Avoid These Common Mistakes in IICP Management

Incorrect Action Correct Action Rationale
Positioning patient flat or Trendelenburg Elevate HOB 30-45 degrees with neutral alignment Flat positioning increases cerebral blood volume and impedes venous return
Prolonged or aggressive suctioning Limit suctioning to ≤10 seconds with pre-oxygenation Suctioning increases intrathoracic pressure and ICP
Clustering all care activities at once Space activities with rest periods between stimulating procedures Continuous stimulation can elevate ICP without recovery periods
Rapid administration of fluids or boluses Maintain euvolemia with controlled fluid administration Fluid overload can worsen cerebral edema
Flushing or manipulating EVD catheter Never flush EVD; notify provider for catheter issues Flushing can introduce infection and increase ICP

Quick Check: IICP Knowledge

Answer these questions to test your understanding:

  1. What are the components of Cushing's triad?
  2. What is the target CPP range for patients with IICP?
  3. Which position is recommended for patients with IICP?
  4. What is the normal ICP range in adults?
  5. Name three activities that can increase ICP.

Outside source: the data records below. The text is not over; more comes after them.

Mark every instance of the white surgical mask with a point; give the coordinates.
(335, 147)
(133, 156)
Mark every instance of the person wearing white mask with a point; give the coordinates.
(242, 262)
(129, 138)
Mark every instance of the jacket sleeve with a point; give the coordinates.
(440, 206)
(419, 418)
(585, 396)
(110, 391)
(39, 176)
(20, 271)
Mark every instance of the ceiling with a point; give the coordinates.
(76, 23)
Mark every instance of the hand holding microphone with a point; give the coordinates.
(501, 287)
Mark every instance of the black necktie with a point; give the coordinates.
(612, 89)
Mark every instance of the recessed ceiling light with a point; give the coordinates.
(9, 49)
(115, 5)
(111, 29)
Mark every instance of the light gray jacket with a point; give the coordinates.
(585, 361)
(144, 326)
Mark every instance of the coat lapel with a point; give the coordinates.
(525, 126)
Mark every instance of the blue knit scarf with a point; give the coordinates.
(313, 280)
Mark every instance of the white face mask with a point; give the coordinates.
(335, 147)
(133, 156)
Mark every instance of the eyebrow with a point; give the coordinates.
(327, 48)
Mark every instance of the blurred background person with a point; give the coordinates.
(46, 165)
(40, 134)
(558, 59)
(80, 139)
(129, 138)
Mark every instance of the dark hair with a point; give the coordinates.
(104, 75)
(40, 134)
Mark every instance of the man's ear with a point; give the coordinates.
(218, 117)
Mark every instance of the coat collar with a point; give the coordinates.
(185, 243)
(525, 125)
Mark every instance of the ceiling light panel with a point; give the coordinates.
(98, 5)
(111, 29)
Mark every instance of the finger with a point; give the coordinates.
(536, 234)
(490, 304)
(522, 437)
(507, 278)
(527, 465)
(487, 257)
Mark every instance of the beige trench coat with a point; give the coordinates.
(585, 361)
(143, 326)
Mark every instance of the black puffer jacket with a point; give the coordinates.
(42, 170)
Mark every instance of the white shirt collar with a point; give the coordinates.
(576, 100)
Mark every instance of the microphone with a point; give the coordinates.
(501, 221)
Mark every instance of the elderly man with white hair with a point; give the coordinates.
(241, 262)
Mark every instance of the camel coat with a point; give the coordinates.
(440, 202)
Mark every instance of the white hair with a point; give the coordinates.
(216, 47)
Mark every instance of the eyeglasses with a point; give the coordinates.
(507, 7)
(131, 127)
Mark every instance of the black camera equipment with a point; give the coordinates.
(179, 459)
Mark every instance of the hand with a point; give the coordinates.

Check your answers against the key points in this guide.

NCLEX Readiness Checklist

  • I can identify early and late signs of IICP
  • I understand the pathophysiology of different types of cerebral edema
  • I can prioritize nursing interventions for patients with IICP
  • I know how to properly manage an EVD system
  • I can differentiate between decorticate and decerebrate posturing
  • I understand the pharmacological management of IICP
  • I can calculate CPP and identify target values
  • I can identify activities that increase ICP and how to minimize them

Remember that managing patients with IICP requires vigilant assessment, prompt intervention, and meticulous care. Your ability to recognize subtle changes and respond appropriately can make a critical difference in patient outcomes. Stay focused on the fundamentals: protect the airway, maintain adequate oxygenation, control ICP, and preserve cerebral perfusion. You've got this!